Framed this way, as a measure to vindicate the right to vote, there may be even a chance of picking up some of the 10 Senate Republicans who did vote to certify Biden’s Electoral College victory. Framed this way, maybe many of the corporations that were quick to support the civil rights implications of the Black Lives Matter movement, and to announce policies of never supporting elected officials who embraced the Big Lie with campaign contributions, would put some real shoulder behind passing this part of H.R. 1.

However, there is one element that is critical to the protection of voting rights that is not currently in H.R. 1 that is a fundamental protection that must be part of that package. As former Senator Tim Wirth and Tom Rogers predicted in Newsweek nine months ago, President Trump attempted an end run around the Electoral College through the misuse of the state legislative and congressional roles in certifying Electoral College electors in order to defeat the will of the nation’s voters.

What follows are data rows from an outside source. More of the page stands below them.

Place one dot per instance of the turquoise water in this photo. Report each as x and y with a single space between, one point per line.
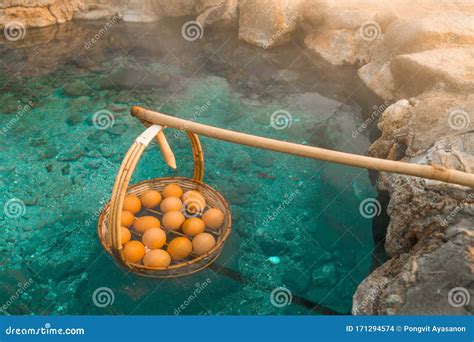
57 164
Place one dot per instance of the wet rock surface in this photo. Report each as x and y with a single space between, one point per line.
416 56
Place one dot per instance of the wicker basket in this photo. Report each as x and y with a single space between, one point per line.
109 227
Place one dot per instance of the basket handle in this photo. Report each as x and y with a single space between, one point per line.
124 175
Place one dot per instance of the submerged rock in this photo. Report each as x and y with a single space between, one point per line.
267 23
77 88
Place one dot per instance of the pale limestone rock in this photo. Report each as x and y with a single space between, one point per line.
222 11
430 235
417 72
28 16
268 23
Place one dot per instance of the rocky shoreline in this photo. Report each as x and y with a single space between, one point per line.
419 59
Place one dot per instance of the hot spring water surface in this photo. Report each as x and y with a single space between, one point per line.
296 221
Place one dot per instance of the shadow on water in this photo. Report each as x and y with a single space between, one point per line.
323 244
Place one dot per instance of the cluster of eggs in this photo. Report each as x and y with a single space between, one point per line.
172 201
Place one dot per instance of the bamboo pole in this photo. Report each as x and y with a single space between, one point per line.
435 172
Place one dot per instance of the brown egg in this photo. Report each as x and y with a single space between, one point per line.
127 218
213 218
157 258
154 238
194 202
171 204
172 190
203 243
180 248
150 199
142 224
125 235
133 251
193 226
132 203
173 220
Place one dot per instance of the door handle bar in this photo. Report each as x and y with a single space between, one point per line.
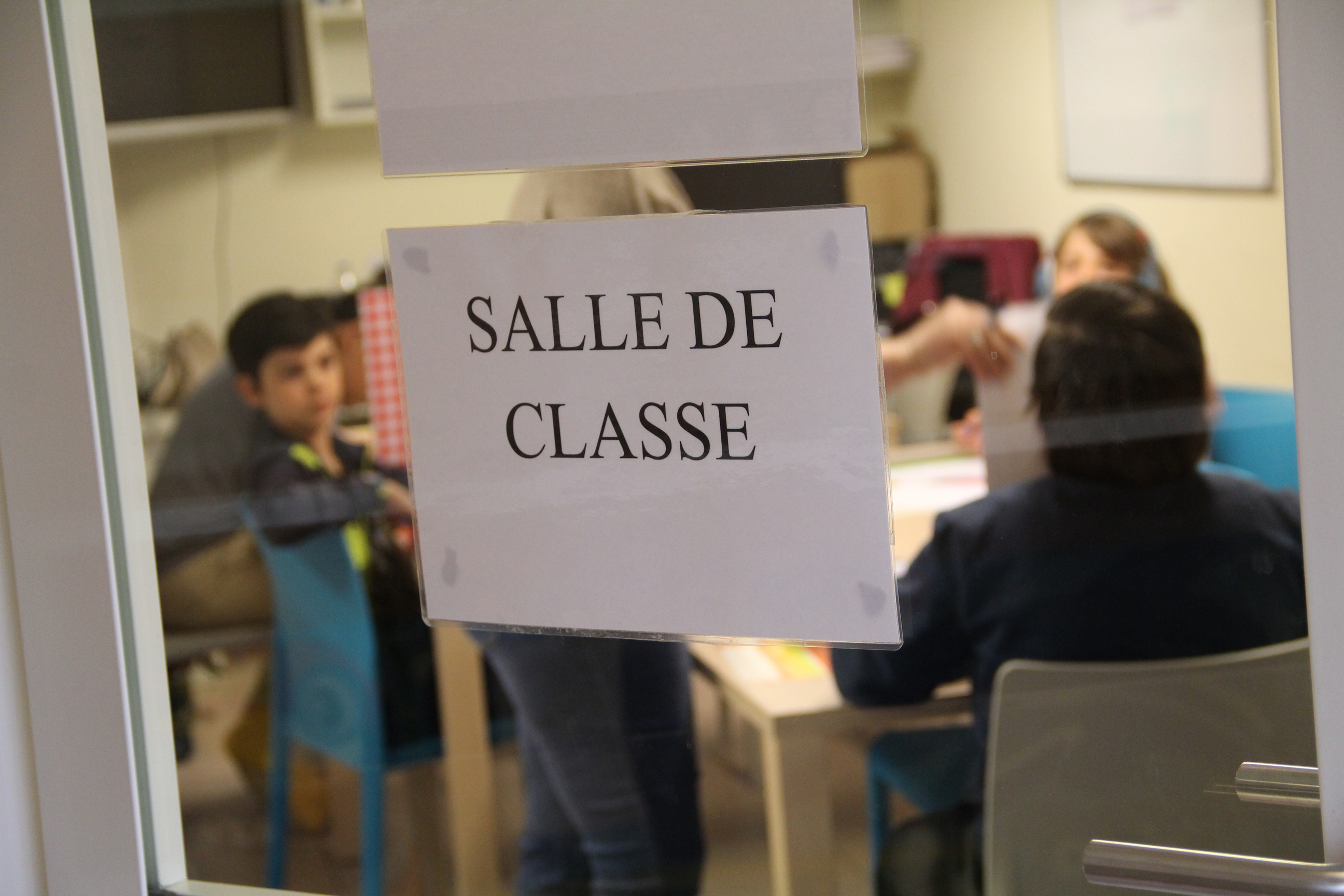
1258 782
1199 874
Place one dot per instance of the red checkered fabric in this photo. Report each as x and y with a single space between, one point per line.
384 375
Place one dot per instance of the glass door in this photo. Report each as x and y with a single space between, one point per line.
1109 422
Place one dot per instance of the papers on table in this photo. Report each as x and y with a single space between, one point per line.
773 663
933 487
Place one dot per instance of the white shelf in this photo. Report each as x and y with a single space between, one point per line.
338 62
216 123
886 54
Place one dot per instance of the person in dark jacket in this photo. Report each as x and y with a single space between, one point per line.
1124 551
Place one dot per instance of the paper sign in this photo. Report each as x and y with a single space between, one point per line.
666 425
495 85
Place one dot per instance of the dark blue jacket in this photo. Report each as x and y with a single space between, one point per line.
1061 569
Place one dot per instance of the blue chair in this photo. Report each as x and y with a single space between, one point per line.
324 690
934 770
1257 433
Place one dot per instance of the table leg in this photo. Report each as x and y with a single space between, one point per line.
468 763
797 809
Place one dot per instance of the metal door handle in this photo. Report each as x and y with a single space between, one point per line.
1191 871
1258 782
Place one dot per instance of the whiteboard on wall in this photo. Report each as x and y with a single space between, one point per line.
1170 93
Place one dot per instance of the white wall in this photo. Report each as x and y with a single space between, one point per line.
984 103
21 851
206 223
209 222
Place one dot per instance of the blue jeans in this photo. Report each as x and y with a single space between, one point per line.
609 772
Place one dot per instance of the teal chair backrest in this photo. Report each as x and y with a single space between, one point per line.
1257 433
326 649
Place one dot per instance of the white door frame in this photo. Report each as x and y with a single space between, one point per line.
1311 77
101 763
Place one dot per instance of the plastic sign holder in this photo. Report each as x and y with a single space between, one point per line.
657 426
510 85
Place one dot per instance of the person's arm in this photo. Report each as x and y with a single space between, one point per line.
936 648
957 331
291 503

If it had succeeded it would have been the greatest defeat for the rights of voters in the nation’s history. This was the Big Tactic that was to bring the Big Lie into reality.

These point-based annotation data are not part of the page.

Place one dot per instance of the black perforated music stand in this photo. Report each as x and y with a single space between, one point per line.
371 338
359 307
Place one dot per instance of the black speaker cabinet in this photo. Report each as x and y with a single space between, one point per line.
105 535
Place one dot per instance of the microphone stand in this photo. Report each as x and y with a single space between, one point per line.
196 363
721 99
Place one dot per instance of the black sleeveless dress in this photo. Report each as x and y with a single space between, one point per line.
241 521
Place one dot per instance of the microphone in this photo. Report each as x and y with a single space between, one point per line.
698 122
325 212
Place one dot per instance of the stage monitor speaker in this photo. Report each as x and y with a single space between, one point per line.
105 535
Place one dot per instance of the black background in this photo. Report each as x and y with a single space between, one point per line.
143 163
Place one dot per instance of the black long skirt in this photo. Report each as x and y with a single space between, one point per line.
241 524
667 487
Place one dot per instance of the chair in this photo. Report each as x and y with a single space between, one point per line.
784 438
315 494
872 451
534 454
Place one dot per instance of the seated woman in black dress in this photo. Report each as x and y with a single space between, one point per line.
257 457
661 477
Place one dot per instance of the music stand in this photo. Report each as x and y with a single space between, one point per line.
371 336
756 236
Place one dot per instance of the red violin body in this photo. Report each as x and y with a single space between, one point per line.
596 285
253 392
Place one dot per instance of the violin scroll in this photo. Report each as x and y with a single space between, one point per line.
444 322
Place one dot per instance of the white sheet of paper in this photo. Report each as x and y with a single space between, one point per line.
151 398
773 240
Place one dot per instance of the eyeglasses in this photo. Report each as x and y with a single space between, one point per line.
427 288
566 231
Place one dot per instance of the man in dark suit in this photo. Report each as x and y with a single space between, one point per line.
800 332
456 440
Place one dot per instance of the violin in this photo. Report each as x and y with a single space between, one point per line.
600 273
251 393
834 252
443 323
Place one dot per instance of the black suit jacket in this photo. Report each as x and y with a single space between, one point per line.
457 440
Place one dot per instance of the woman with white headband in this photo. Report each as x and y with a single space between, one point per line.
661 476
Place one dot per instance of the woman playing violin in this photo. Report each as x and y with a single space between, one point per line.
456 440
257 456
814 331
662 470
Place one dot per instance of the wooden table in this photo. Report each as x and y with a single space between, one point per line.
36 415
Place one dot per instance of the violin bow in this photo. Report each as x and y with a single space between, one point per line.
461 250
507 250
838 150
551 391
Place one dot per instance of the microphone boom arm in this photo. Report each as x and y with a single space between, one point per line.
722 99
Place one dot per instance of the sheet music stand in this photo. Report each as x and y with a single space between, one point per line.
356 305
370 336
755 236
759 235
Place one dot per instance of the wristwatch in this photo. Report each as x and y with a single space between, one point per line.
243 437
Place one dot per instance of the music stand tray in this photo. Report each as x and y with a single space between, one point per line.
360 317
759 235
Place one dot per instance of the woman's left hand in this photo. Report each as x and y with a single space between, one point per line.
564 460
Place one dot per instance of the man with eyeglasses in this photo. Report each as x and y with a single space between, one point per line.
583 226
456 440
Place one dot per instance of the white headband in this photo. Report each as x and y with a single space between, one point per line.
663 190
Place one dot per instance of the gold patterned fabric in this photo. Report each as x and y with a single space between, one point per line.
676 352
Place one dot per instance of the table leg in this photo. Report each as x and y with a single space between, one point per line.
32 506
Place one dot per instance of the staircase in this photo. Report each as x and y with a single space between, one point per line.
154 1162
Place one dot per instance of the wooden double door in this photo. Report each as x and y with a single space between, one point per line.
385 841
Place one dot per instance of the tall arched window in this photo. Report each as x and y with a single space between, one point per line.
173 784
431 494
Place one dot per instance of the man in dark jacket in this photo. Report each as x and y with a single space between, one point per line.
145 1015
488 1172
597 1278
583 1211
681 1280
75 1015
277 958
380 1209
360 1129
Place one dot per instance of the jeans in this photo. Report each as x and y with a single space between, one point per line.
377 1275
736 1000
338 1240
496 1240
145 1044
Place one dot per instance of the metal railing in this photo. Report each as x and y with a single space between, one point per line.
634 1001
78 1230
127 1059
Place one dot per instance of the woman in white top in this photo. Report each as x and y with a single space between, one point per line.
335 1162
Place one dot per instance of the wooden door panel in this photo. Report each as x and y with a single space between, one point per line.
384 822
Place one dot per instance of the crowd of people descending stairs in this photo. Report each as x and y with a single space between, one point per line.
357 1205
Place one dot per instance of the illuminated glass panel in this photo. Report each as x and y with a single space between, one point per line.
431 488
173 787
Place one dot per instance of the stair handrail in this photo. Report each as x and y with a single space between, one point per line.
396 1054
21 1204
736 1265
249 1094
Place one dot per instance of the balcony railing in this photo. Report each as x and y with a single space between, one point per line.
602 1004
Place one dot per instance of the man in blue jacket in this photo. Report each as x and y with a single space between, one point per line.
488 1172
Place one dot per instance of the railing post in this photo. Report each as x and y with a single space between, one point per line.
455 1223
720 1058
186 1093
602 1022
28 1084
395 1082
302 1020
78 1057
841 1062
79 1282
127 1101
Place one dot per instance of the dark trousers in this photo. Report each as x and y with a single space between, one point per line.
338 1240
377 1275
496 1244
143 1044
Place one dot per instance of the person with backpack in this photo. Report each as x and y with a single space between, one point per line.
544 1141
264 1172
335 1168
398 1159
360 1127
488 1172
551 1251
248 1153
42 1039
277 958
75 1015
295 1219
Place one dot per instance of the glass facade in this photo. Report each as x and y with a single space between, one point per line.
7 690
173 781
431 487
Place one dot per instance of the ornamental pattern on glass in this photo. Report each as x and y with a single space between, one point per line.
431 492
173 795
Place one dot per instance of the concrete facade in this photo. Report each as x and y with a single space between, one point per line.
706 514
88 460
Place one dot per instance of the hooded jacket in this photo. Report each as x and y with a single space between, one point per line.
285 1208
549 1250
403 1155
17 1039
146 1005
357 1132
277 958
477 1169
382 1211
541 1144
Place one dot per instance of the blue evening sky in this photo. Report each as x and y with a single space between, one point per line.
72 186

That Electoral College certification process is set forth in a 130-year-old statue called the Electoral Count Act, which is in need of amending in order to prevent any such end run around the Electoral College again. Those reforms, as developed by Jonathan Winer of Keep our Republic, an organization to which we belong, involve making sure that only Electoral College electors can be appointed who support the election of the candidate who won the state’s popular vote, so that state legislatures cannot decide to certify alternative slates of electors of their choosing. In addition, the act must be amended to require that state laws regarding selection of electors must be set no later than 60 days prior to Election Day to avoid last minute or post-election manipulations. These changes will go a long way to assure that state legislatures are significantly circumscribed from pursuing any effort to make their own decision as to what Electoral College slate is sent to Congress, as President Trump pressured states to do. These necessary reforms would limit any congressional effort to subvert a legitimate Electoral College vote by totally negating the will of a state’s voters.

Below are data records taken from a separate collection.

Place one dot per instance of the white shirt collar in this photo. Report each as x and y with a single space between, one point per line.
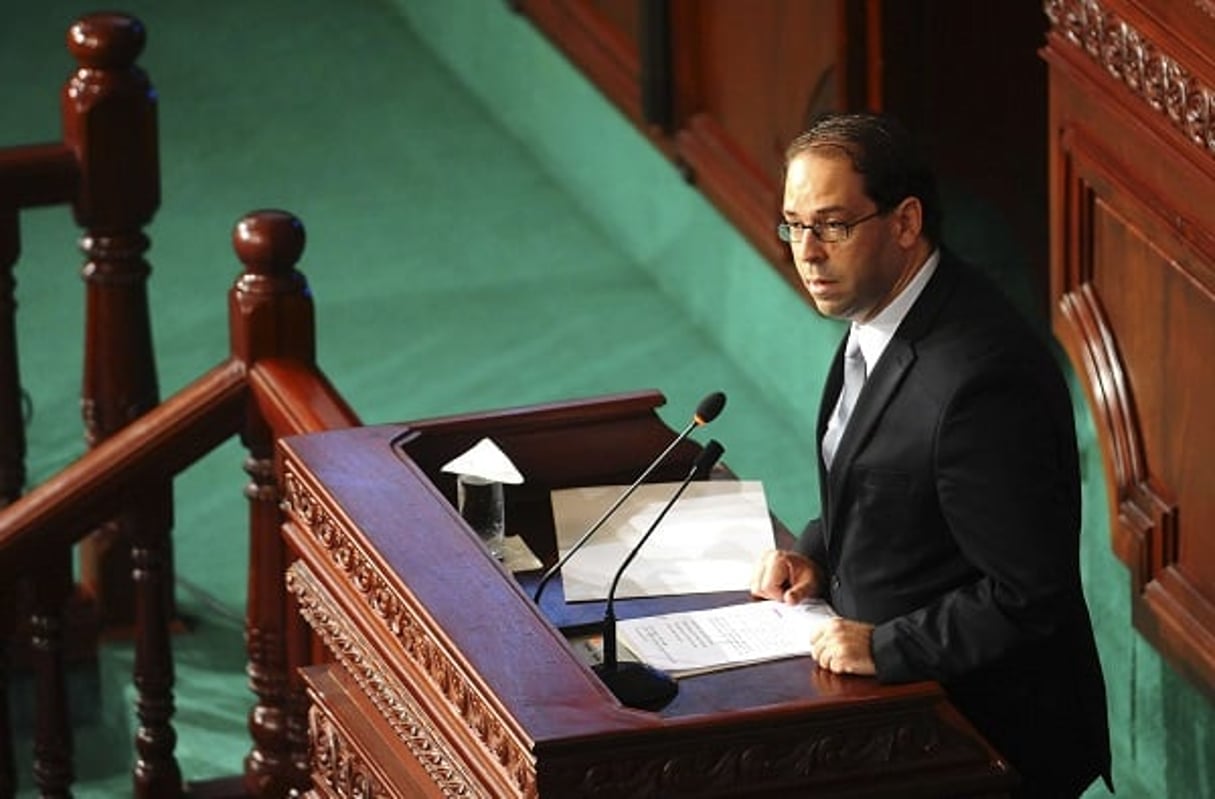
875 334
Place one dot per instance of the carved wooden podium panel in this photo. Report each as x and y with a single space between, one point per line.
445 679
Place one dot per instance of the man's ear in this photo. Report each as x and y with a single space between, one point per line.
909 216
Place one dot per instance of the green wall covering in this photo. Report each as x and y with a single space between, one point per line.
1163 730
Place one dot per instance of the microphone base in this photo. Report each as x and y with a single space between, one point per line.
637 685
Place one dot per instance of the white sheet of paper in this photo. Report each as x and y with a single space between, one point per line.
708 542
698 641
485 460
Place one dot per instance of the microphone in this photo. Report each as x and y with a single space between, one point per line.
638 685
706 412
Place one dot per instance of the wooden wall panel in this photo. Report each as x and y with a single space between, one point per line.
1132 273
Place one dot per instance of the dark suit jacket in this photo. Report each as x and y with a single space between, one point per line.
950 520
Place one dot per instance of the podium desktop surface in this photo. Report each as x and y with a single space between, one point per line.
441 676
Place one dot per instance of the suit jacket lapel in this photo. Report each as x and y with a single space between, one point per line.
879 391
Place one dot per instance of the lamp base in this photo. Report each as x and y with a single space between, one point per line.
637 685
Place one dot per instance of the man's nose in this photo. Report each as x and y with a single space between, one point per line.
809 249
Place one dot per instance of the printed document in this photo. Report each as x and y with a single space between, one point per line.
710 540
723 638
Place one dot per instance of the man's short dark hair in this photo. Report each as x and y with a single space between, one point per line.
883 154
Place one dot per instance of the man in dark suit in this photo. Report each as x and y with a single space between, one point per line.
949 531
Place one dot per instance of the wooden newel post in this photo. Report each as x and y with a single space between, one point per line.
109 124
270 316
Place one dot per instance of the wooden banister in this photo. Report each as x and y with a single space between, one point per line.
271 327
116 500
175 434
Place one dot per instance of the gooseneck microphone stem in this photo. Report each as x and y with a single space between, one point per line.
638 685
706 412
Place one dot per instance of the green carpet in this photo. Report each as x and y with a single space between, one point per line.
482 232
450 273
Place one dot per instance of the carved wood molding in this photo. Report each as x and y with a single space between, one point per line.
1158 79
1146 533
417 642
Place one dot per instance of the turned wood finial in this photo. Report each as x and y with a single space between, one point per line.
270 306
106 40
269 243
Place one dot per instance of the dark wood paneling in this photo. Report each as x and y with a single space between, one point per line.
1132 272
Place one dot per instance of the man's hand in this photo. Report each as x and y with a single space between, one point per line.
845 646
786 576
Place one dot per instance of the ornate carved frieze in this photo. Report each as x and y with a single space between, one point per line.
787 761
383 602
373 675
1139 63
338 764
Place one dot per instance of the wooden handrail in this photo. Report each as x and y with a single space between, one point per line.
116 502
171 436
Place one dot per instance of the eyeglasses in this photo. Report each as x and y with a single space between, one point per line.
826 232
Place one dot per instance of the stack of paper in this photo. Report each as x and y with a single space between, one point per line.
723 638
710 542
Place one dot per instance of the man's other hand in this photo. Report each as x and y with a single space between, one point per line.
845 646
787 577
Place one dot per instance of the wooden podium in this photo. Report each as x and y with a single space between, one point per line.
440 676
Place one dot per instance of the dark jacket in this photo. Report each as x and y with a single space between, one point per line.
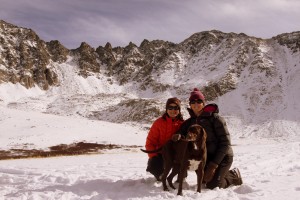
218 142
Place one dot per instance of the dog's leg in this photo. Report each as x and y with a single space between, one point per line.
180 179
200 174
174 172
164 177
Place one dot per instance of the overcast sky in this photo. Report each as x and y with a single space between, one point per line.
122 21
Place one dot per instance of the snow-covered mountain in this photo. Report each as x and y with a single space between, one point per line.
253 79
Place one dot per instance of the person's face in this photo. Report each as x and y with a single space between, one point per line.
197 105
172 110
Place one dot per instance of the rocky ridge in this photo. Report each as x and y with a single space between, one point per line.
216 62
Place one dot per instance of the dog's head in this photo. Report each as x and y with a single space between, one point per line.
196 133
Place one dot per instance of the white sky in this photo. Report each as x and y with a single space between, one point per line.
121 21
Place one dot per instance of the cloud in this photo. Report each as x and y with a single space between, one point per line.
121 21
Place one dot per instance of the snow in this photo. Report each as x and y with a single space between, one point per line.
269 164
264 127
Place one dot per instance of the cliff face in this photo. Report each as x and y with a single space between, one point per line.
223 65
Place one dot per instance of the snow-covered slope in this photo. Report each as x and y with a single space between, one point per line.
270 166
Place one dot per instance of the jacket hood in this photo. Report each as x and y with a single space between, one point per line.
208 110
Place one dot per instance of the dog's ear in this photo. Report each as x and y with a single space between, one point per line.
203 137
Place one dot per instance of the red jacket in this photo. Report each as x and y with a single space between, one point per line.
160 132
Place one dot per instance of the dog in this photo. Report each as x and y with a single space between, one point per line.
185 154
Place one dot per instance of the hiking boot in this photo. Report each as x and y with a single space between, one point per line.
238 178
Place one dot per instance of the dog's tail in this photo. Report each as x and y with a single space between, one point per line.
152 151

The Biden administration will have obvious concerns that this Big Lie filibuster exemption not derail the potential for bipartisan efforts on other key priorities such as an infrastructure bill. Yet, all should remember McConnell himself took to the floor excoriating President Trump for inciting the Capitol Hill mob by relentlessly putting forward the Big Lie. Even he must recognize there has to be some consequence for the Big Lie continuing to be utilized as a basis for anti-democratic state voter suppression efforts. Nevertheless, this will be a real tight rope for the Biden administration. The sequencing of when H.R. 1 is pushed through under the Big Lie exception needs to be choreographed well, and messaged in the above manner exquisitely so. But make no mistake—this dance to ensure voter rights protection must happen.

Dick Gephardt was the U.S. House majority leader from 1989–1994 and minority leader from 1994-2002.

Timothy E. Wirth is a former U.S. senator from Colorado.

Tom Rogers is an editor-at-large for Newsweek, the founder of CNBC and a CNBC contributor. He also established MSNBC, is the former CEO of TiVo, currently executive chair of Engine Media and is former senior counsel to a congressional committee.